Patrizia Ciofi was not an immaculate Amenaide – some top notes flapped, the low register is unsettled and sometimes you could feel that this role is a hard piece of singing – but her performance had such musical intelligence, sense of style, gracious phrasing, dramatic awareness and sensitivity that one would need a heart of stone to resist her. Moreover, she was in very healthy voice – her usually watercoloristic tonal quality had this evening such radiance that it just flowed effortlessly in the auditorium. The conductor helped her in every tricky passage and she found a virtue in the less brisk tempi to sculpt her fioriture with expressive Mozartian quality. When it comes to the role of Tancredi, one really missed the sensational Ewa Podles in Zedda’s CDs. I have never previously heard or seen Haidar Halévy and cannot say if she was in a bad-voice day, but her performance failed to please me except in the passages in which she could sing softly, what she does adeptly (as in the closing scene – here the Ferrara “sad” ending). When she sang above piano, I couldn’t overlook the the backward placement, the lack of focus, the bleached-out sound over the passaggio and the unclear phrasing. To make things more difficult, her figure and her whole attitude do not really work for breeches-roles. When promising contralto Clémentine Margaine sang Isaura’s aria with firm, clearly produced and deliciously dark tonal quality, I really wished she had been invited for the title role. My first impression of Alexey Dolgov’s Argirio was that he was in an off-evening*, but he would eventually settle into a very brave performance of this difficult role. If his tenor fortunately has nothing of the usual nasality and brittleness of tenorini in it, it also lacks true comfort in this repertoire (especially in the higher end of the tessitura). I wonder if he should not sing Mozart more often for a while and develop a little bit more warmth and sense of expressive phrasing instead of opting so soon for a second-choice bel canto tenor career. Orbazzano is not really a big role, but it is an important one – Krysztof Szumanski could not make much of it, the voice does not really bloom and the whole performance turned around a bad-guy impersonation.

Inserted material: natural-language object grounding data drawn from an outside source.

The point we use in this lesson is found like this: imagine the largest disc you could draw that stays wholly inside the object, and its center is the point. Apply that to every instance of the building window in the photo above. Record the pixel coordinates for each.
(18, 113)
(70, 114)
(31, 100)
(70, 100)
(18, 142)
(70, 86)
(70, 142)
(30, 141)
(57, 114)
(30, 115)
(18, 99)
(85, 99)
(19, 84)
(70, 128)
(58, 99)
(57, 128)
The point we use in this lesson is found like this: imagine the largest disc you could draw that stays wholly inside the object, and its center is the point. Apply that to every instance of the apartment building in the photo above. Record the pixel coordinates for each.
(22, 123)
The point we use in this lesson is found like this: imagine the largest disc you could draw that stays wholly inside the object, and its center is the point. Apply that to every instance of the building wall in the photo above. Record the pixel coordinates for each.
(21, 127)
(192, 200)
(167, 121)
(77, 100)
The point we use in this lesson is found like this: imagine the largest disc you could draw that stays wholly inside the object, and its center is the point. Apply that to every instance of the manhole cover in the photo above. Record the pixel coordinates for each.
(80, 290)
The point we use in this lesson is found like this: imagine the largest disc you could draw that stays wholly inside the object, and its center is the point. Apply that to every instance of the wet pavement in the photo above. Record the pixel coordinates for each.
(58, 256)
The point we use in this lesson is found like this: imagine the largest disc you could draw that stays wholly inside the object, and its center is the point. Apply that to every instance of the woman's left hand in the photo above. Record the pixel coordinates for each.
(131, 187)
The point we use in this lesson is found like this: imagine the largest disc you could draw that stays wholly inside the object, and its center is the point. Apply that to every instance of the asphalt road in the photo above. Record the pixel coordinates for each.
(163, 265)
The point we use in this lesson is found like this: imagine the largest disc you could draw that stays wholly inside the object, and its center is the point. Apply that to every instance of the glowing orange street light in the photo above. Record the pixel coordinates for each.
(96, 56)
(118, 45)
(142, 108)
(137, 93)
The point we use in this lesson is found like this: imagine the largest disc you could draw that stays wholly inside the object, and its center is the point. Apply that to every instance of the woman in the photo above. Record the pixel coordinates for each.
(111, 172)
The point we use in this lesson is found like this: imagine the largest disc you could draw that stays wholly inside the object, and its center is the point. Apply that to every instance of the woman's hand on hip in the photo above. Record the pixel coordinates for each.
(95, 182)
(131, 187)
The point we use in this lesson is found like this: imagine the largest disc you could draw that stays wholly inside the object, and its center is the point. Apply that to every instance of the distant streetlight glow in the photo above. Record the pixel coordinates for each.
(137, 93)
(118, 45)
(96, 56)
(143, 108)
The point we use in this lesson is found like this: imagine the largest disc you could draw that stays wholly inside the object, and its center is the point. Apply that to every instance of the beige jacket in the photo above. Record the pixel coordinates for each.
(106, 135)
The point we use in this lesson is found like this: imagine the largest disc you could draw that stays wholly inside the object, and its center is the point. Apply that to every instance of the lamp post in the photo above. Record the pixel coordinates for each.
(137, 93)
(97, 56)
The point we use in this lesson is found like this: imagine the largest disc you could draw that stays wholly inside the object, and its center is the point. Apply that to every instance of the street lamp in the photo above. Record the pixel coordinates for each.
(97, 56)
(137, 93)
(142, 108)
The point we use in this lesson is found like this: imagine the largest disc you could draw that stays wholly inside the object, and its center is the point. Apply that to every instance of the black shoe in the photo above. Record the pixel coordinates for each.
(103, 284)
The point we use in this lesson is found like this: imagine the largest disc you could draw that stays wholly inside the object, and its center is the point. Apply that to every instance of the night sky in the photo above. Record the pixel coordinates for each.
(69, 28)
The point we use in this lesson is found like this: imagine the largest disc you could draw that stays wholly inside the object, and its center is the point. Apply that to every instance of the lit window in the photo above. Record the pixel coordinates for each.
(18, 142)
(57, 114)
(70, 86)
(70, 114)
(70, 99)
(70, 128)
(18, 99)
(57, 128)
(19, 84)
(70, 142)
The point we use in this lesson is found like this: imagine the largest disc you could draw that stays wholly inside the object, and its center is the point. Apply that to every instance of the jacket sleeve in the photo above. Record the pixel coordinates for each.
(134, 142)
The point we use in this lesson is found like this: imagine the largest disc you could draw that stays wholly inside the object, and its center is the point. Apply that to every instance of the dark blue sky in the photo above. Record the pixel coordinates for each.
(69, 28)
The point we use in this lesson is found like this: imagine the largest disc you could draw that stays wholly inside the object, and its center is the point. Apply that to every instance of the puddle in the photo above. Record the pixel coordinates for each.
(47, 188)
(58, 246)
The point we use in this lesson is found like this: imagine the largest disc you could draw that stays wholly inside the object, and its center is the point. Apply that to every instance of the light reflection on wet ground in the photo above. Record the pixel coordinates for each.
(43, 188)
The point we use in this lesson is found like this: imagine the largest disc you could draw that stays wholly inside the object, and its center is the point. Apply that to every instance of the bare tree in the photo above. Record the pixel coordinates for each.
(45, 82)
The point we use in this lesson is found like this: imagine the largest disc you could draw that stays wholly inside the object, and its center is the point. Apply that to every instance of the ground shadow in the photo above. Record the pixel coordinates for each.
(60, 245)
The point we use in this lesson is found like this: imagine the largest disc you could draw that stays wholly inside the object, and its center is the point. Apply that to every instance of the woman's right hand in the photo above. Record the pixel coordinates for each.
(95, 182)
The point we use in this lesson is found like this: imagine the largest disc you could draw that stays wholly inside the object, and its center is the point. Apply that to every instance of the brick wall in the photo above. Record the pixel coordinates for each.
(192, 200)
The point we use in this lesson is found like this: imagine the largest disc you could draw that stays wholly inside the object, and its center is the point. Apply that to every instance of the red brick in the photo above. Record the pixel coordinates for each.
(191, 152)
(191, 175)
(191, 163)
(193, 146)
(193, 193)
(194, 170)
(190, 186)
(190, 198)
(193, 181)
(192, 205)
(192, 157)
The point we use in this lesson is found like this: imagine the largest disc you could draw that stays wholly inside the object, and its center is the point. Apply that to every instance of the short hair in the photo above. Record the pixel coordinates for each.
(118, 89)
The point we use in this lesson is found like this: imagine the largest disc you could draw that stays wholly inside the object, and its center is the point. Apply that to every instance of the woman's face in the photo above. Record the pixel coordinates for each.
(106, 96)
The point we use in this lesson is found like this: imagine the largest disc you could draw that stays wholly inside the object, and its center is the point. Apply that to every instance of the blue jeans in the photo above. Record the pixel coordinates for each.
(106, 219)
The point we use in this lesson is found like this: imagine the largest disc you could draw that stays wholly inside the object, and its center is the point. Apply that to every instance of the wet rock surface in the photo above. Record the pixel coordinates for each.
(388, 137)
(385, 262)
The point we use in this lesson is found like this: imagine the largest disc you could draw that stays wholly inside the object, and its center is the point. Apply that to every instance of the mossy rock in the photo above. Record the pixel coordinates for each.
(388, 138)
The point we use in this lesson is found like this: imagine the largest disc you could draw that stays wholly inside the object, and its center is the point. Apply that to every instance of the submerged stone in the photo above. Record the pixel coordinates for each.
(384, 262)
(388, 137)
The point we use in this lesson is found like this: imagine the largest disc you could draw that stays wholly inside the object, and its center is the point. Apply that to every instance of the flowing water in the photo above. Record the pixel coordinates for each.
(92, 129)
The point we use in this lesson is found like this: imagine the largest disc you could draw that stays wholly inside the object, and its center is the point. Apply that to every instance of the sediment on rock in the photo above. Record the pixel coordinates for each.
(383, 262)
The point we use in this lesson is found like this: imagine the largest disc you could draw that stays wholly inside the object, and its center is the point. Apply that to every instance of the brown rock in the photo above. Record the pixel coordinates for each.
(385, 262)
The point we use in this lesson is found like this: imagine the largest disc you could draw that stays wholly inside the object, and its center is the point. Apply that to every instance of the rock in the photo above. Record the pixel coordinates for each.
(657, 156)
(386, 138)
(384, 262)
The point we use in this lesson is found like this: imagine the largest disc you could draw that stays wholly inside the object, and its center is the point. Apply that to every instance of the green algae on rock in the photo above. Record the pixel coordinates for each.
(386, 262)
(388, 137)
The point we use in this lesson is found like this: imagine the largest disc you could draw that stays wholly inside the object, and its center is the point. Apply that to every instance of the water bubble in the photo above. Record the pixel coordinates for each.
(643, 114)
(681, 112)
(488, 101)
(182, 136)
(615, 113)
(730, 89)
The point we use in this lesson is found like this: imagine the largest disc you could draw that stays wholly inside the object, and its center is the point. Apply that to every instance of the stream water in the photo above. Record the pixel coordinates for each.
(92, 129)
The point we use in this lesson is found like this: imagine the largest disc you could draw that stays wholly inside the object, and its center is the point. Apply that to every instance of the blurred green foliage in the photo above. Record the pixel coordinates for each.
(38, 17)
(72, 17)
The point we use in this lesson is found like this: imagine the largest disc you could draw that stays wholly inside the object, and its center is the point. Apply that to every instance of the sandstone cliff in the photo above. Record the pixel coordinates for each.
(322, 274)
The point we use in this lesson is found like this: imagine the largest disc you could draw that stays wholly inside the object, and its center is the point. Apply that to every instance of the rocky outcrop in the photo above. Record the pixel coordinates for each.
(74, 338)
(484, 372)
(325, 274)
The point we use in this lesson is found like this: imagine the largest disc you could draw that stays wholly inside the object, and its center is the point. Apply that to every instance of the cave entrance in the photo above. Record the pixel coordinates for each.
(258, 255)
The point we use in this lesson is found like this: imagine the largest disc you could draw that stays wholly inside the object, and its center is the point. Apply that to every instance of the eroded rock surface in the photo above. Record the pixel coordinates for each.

Do I need to write something about Pier Luigi Pizzi’s production? Well, if one of my eleven or twelve readers have never seen one of his stagings, I owe him or her a brief description – take one architectural background in a painting by de Chirico, costumes from Xanadu (yes, the movie with Olivia Newton-John) and the Personenregie of a Mexican telenovela and you’ll get the picture.
* Here again Zedda has a brilliant piece of casting in the sadly too-soon-retired Stanford Olsen, one of my favorite examples of Rossinian singing from a tenor.